In December 2013, Salahi announced that he was running in the Republican primary for Virginia's 10th congressional district in the 2014 elections, to succeed Frank Wolf, the retiring Republican incumbent. However, he withdrew from the 10th's Republican primary and switched to the Independent Greens in March 2014 to run for Virginia's 7th congressional district seat currently held by Eric Cantor. Salahi attempted to collect 1,000 signatures to get on the ballot. In June 2014, Salahi submitted 2,051 signatures to the Virginia State Board of Elections, but only 480 of them were valid and he did not appear on the ballot.

==Personal life==
Salahi met Michaele Holt at a 2000 baby shower thrown in McLean, Virginia by real estate agent N. Casey Margenau and his wife Molly. They married in 2003 at the Cathedral of St.
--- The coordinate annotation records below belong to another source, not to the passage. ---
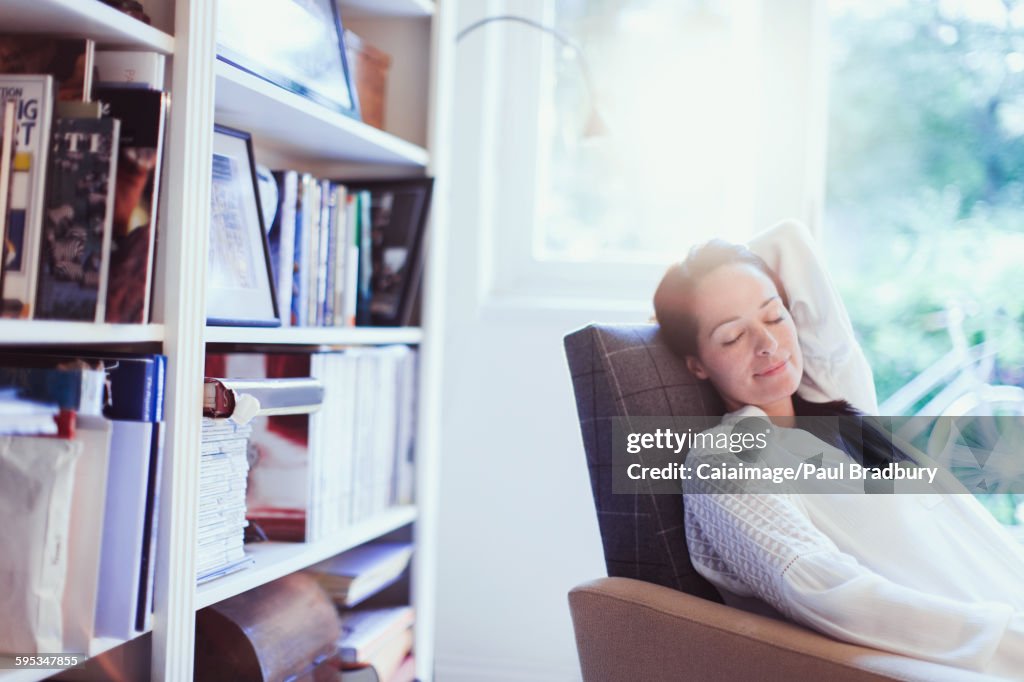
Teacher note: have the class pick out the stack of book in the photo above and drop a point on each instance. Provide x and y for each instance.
(223, 470)
(357, 574)
(273, 394)
(378, 638)
(79, 178)
(345, 254)
(320, 473)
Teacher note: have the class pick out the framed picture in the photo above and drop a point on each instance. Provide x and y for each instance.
(238, 291)
(398, 211)
(296, 44)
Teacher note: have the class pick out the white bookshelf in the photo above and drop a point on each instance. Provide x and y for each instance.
(294, 133)
(282, 119)
(402, 8)
(9, 674)
(315, 336)
(26, 332)
(83, 18)
(274, 560)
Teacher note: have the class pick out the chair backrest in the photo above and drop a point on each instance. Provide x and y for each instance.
(627, 371)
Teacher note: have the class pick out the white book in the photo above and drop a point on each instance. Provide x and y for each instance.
(289, 181)
(35, 96)
(132, 68)
(8, 111)
(124, 528)
(86, 533)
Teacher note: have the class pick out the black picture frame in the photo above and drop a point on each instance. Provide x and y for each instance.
(398, 213)
(264, 45)
(239, 291)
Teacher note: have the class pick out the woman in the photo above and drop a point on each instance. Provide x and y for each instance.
(931, 577)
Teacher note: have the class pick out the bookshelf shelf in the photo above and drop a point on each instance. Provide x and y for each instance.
(394, 8)
(97, 646)
(274, 560)
(79, 17)
(23, 332)
(314, 336)
(290, 132)
(276, 117)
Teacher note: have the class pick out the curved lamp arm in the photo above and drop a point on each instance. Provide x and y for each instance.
(595, 123)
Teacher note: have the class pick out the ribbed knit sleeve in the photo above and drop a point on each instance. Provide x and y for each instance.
(765, 546)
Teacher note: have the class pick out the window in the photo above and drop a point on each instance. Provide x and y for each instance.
(925, 216)
(673, 83)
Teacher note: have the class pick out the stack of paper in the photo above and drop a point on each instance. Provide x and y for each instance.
(223, 470)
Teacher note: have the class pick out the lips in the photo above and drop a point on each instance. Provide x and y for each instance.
(773, 370)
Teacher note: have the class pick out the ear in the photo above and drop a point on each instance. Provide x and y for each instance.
(695, 367)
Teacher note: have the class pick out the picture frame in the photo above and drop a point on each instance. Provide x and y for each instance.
(261, 40)
(398, 213)
(239, 288)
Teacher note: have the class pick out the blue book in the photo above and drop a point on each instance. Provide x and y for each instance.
(78, 389)
(135, 381)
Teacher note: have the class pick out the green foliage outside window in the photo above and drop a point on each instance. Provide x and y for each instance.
(926, 179)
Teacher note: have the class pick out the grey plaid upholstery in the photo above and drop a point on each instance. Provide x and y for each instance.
(627, 371)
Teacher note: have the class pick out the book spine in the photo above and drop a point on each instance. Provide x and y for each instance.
(366, 259)
(142, 115)
(74, 263)
(34, 96)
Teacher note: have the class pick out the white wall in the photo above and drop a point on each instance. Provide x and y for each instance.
(516, 524)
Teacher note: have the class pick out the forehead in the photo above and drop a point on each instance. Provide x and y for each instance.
(735, 290)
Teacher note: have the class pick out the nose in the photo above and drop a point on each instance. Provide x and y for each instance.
(767, 344)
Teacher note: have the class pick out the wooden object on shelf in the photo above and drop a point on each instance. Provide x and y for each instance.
(370, 68)
(279, 630)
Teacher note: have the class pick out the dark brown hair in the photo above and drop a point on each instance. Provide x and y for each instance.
(674, 297)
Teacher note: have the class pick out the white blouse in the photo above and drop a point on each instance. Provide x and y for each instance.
(931, 577)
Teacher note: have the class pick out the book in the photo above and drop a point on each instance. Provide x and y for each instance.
(22, 417)
(39, 477)
(134, 381)
(300, 272)
(295, 395)
(130, 68)
(364, 632)
(361, 572)
(69, 60)
(366, 266)
(34, 97)
(282, 241)
(78, 388)
(142, 115)
(7, 122)
(279, 487)
(85, 533)
(134, 445)
(75, 250)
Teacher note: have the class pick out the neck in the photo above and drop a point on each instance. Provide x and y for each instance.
(780, 412)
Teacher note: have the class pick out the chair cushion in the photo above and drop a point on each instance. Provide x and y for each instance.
(627, 371)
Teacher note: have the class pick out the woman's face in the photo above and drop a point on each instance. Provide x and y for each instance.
(747, 342)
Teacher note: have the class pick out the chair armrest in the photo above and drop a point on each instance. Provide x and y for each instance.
(632, 630)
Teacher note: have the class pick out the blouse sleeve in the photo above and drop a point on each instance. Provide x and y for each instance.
(768, 543)
(835, 366)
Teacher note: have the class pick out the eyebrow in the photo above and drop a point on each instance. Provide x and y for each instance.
(726, 322)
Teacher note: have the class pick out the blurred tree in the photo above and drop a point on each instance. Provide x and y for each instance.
(926, 177)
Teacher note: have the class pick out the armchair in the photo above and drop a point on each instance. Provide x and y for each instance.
(654, 617)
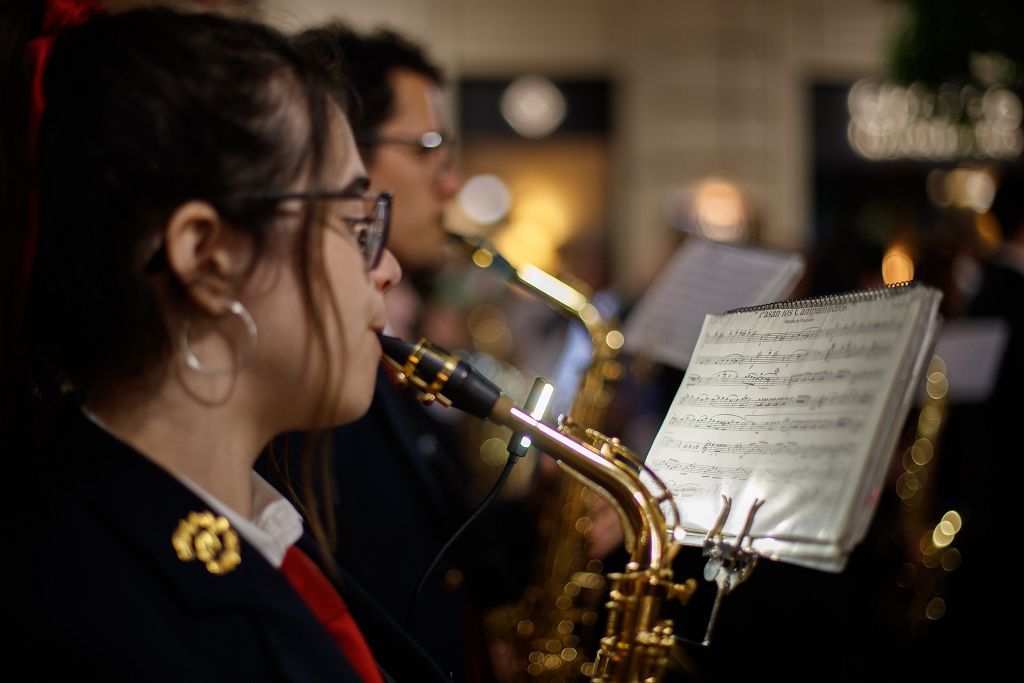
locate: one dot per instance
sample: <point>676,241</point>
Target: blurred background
<point>852,125</point>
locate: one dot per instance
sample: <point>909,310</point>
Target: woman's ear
<point>206,256</point>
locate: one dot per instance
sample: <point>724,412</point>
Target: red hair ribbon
<point>57,14</point>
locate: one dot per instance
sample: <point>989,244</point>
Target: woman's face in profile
<point>347,297</point>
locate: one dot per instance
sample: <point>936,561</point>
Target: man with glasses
<point>400,482</point>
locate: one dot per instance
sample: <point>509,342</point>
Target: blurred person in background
<point>401,483</point>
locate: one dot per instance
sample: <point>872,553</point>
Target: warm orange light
<point>897,266</point>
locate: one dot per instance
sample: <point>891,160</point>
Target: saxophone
<point>636,643</point>
<point>546,634</point>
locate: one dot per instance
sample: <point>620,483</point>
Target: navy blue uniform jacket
<point>103,595</point>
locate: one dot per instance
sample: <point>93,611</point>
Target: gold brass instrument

Matthew the Apostle in Washington, D.C. The reception was held at the Salahi family winery and was prepared by 46 chefs, hosted in a 36000 sqft tent, and culminated with a thirty-minute fireworks display and an eight-foot wedding cake. The guest list included 1,836 guests, including Supreme Court Justice Anthony Kennedy and former U.S. Ambassador to Ireland Margaret Heckler and numerous high-profile US State Department, CIA, US Senate, US Congressional and other high-profile diplomatic guests. The wedding was repeatedly postponed, prompting US Supreme Court Justice Kennedy to quip that he needed to issue "subpoenas" to the bride and groom.
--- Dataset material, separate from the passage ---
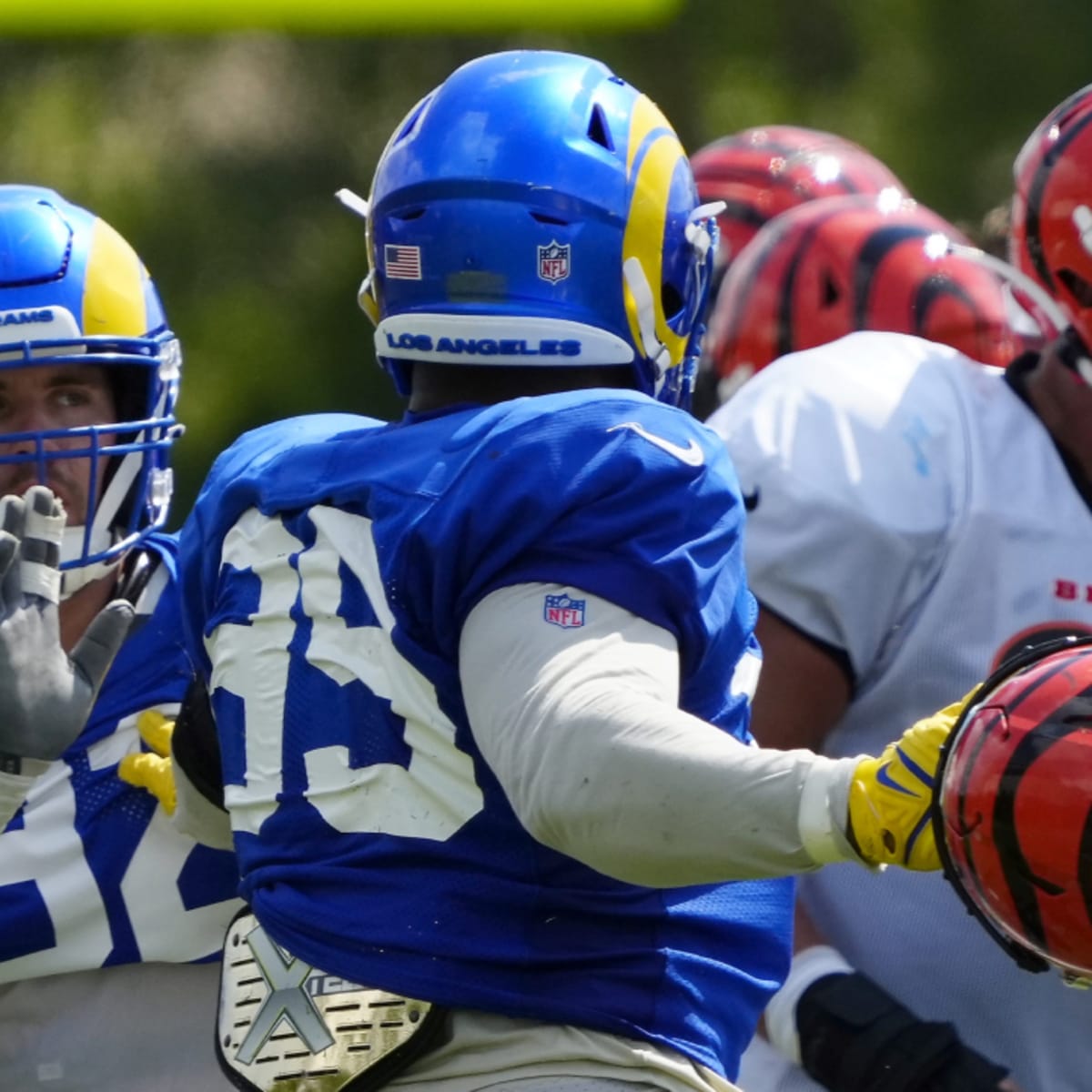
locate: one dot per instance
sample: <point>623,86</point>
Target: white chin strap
<point>72,580</point>
<point>102,535</point>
On September 13, 2011, Salahi reported Michaele missing and perhaps kidnapped after Michaele had phoned him to say that she was on her way to her mother's house, but, according to her mother, had not arrived. She was located soon afterward when law enforcement authorities discovered she had run off with Neal Schon, guitarist for the rock band Journey, and had not wanted Salahi to know where she was. Michaele had met Schon earlier and had remained in a very close friendship with him.

On September 16, 2011, Salahi filed for divorce from Michaele on the grounds of adultery and abandonment or separation.

Salahi refiled the case shortly thereafter with amendments, but Michaele also filed for divorce on December 15, 2011, citing the grounds of 'threatening her and committing violence against her, cruelty and constructive desertion.' On December 22, 2011, Salahi responded to Michaele's divorce suit with a new filing for divorce on the grounds of adultery, desertion and constructive desertion.

On August 20, 2012, Judge Dennis L. Hupp granted a final divorce decree to the Salahis following a contentious settlement proceeding. Hupp also entered a sealed order for a $50 million personal injury lawsuit that Salahi had filed against the entertainment company, Journey, Schon and Nomata. Hupp placed the settlement, including the divorce decree, under seal.

On January 1, 2016, Salahi married his business partner, Lisa Spoden.